Kemudian pada malam kamis malam 26 Juni 2025 KPK menggelar operasi tangkap tangan (OTT) di Mandailing Natal, Sumut, yang menjaring enam orang termasuk Kadis PUPR Sumut, Topan Obaja Putra Ginting. KPK menjelaskan bahwa Lima orang kemudian ditetapkan sebagai tersangka dan ditahan selama 20 hari di Rutan KPK, termasuk Topan Ginting, pejabat UPTD PUPR, serta dua kontraktor swasta. Dalam temuannya KPK menemukan bahwa kasus korupsinya bernilai Rp231,8miliar. Salah satu proyek yaitu jalan Sipiongot -- Batas Labuhanbatu Selatan senilai Rp96miliar, dan dua lagi di Hutaimbaru -- Sipiongot (Rp61,8miliar) serta empat proyek pemeliharaan senilai total Rp56,5miliar. Dalam pernyataannya KPK melalui Plt. Deputi Penindakan dan Eksekusi KPK Asep Guntur Rahayu menjelaskan bahwa Atas perbuatannya, tersangka KIR dan RAY disangkakan telah melanggar Pasal 5 ayat (1) huruf a atau b atau Pasal 13 Undang-Undang Nomor 31 Tahun 1999 tentang Pemberantasan Tindak Pidana Korupsi sebagaimana telah diubah dengan Undang-Undang Nomor 20 Tahun 2001 tentang Perubahan atas Undang-Undang Nomor 31 Tahun 1999 tentang Pemberantasan Tindak Pidana Korupsi juncto Pasal 55 ayat (1) ke-1 KUHP. Sedangkan tersangka TOP dan RES disangkakan telah melanggar Pasal 12 huruf a atau b, Pasal 11, atau 12B Undang-Undang Nomor 31 Tahun 1999 tentang Pemberantasan Tindak Pidana Korupsi sebagaimana telah diubah dengan Undang-Undang Nomor 20 Tahun 2001 tentang Perubahan atas Undang-Undang Nomor 31 Tahun 1999 tentang Pemberantasan Tindak Pidana Korupsi juncto Pasal 55 ayat (1) ke-1 KUHP.Â
KPK juga menambahkan bahwa kasus ini belum sepenuhnya selesai karena akan ditelusuri aliran dana ini dengan menggandeng Pusat Pelaporan dan Analisis Transaksi Keuangan (PPATK) untuk menelusuri aliran dana suap proyek tersebut. Dimana tidak akan ada pengecualian tanpa membeda-bedakan jabatan atau pos
isi.
Analisis Kasus OTT korupsi proyek Jalan Sumut
 Untuk menjelaskan kasus ini secara ilmiah dapat digunakan dengan penjelasan teori berikut:
1. Teori Patrimonialisme dalam Birokrasi
Dalam teori patrimonialisme (Max Weber), struktur birokrasi dalam negara berkembang sering kali tidak sepenuhnya rasional legal,tetapi bercampur dengan logika personalisme dan relasi patron-klien. Jabatan publik digunakan bukan sebagai alat pelayanan publik, melainkan sebagai alat distribusi patronase kepada pihak-pihak tertentu, termasuk pengusaha atau kolega politik. Dalam kasus ini, kita melihat bahwa:
- Jabatan Kepala Dinas tidak difungsikan sebagai pelayan publik yang menjalankan tata kelola berdasarkan regulasi, melainkan sebagai "pengatur proyek" yang dapat menunjuk rekanan secara langsung.

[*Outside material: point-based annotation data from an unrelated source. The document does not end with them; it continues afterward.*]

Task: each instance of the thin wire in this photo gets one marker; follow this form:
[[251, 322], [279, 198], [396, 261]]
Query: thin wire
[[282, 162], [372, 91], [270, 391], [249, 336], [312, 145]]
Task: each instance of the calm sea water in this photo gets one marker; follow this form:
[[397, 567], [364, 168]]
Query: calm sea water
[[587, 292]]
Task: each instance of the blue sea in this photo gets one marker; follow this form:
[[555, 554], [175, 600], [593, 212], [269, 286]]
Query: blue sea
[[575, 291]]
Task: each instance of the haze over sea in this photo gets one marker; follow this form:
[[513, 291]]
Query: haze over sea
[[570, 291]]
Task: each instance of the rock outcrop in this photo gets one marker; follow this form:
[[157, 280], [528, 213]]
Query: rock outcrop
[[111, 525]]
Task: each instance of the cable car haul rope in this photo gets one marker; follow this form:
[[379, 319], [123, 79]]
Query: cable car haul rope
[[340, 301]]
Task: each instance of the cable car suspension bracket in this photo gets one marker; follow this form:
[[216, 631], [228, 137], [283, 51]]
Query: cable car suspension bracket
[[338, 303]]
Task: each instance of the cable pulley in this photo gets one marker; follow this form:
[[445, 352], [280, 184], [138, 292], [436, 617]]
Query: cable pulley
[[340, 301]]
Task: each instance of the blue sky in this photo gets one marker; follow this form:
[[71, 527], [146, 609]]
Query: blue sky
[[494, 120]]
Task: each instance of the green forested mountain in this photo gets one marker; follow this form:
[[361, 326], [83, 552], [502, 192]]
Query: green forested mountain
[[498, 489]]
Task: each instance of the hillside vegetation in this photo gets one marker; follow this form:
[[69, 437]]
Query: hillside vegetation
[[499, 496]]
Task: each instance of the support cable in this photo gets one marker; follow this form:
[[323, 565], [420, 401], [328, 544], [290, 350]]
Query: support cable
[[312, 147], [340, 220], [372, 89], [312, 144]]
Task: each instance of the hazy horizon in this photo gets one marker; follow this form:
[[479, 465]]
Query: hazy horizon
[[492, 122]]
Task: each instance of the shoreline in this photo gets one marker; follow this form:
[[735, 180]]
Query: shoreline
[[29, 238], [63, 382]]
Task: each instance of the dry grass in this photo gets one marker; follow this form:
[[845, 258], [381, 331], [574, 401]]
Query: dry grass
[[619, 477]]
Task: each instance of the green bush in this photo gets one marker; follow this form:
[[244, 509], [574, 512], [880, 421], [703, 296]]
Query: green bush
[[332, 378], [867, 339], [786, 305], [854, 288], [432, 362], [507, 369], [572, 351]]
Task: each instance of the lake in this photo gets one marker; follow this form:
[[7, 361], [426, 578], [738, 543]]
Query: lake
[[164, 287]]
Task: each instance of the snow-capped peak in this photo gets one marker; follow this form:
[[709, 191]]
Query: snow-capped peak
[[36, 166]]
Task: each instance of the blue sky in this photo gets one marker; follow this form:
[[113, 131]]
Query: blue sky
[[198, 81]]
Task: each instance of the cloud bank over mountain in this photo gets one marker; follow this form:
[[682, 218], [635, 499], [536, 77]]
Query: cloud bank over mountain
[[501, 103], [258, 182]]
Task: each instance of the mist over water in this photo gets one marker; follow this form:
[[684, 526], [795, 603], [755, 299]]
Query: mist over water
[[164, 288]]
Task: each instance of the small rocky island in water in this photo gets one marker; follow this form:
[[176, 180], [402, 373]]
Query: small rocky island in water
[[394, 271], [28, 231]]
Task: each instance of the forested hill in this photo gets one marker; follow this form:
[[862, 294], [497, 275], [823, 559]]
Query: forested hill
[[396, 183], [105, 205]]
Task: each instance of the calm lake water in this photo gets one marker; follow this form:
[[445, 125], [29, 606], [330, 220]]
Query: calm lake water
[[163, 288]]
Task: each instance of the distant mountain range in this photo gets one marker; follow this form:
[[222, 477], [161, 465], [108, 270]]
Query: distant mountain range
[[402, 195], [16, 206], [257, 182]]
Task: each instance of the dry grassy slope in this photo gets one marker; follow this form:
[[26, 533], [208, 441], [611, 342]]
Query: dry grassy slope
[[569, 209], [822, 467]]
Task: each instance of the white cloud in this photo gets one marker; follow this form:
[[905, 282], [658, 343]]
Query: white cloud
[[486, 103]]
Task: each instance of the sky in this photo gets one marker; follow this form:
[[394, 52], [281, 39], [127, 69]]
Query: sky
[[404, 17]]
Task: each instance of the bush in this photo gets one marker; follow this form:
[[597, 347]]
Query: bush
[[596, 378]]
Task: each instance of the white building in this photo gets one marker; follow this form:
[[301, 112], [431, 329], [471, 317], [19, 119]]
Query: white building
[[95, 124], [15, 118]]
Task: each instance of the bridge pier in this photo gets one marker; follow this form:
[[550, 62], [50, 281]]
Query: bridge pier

- Rekanan kontraktor yang mendapatkan proyek adalah mereka yang memiliki relasi informal atau telah menyepakati pembagian keuntungan, menandakan bahwa jabatan digunakan sebagai alat distribusi patronase.
- Praktik ini mengubah birokrasi menjadi perpanjangan tangan kekuasaan personal, bukan sebagai sistem yang bekerja untuk kepentingan publik.